Through this, I’ve earned creds with high school students and am an honorary member of the masculine club. But I’m also now in the ranks of having killed something living which makes me very sad. However, I have no regrets. That copperhead was a clear and present danger to our family.

Although I don’t take pride in what I had to do, nor did I enjoy it, this experience changed me.

Christopher Robin told Winnie the Pooh, “You’re braver than you believe, stronger than you seem, and smarter than you think” (Winnie the Pooh, A.A. Miline). I guess I’m part of that club now, too, and for that I’m grateful; though I’m most sure he did not have bludgeoning in mind when he said it.

I have always wondered what would happen if my family or I were in serious danger — would I fight, take flight, hide, or become a victim? There’s a reason for the slang Mama Bear and I found out why that morning in an experience I never predicted. Twenty years in our home and we have never had a copperhead on our property, that we know of at least. I’ve always said, as any mother would, I would do anything to protect my kids. But in suburban life, thankfully that theory has never been tested.

I love watching survivor reality shows like Alone and Naked and Afraid.

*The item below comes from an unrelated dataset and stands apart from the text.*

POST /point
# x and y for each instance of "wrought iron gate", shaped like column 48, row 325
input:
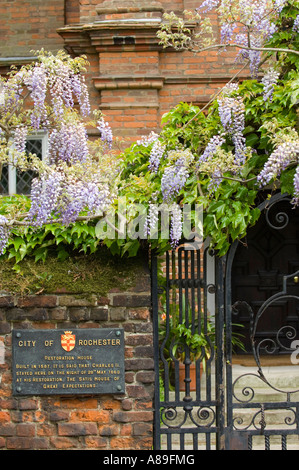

I’ve seen folks do hard things on these shows and I always learn something new. And I’ve stayed slightly jealous that those who complete the challenges come forth a renewed person in body, mind and spirit whether deserted in the desert, forgotten in the forest, stranded at sea, beached on the beach, or marooned in the mountains.

I’m most certain the shows’ producers never thought a city’s neighborhood driveway would be an excellent place for someone to test their skills and find their inner strength, courage, and call. But for me, this was my survival test and am I grateful to have been the one to survive. I feel empowered, stronger, and hopeful my survival rating has increased even a little bit.

In this episode of “Copperhead vs. Mama Bear,” the stalwart survival of the snake turned out to be no match for the resilient resolve of Mama Bear. There are no plans for a second season. This Xena is perfectly happy returning to a civilian life advocating for all creatures great and small, using her shovel only for gardening. But Lord help the threat that chooses to pick a fight with this warrior princess who fights her battles in flip flops.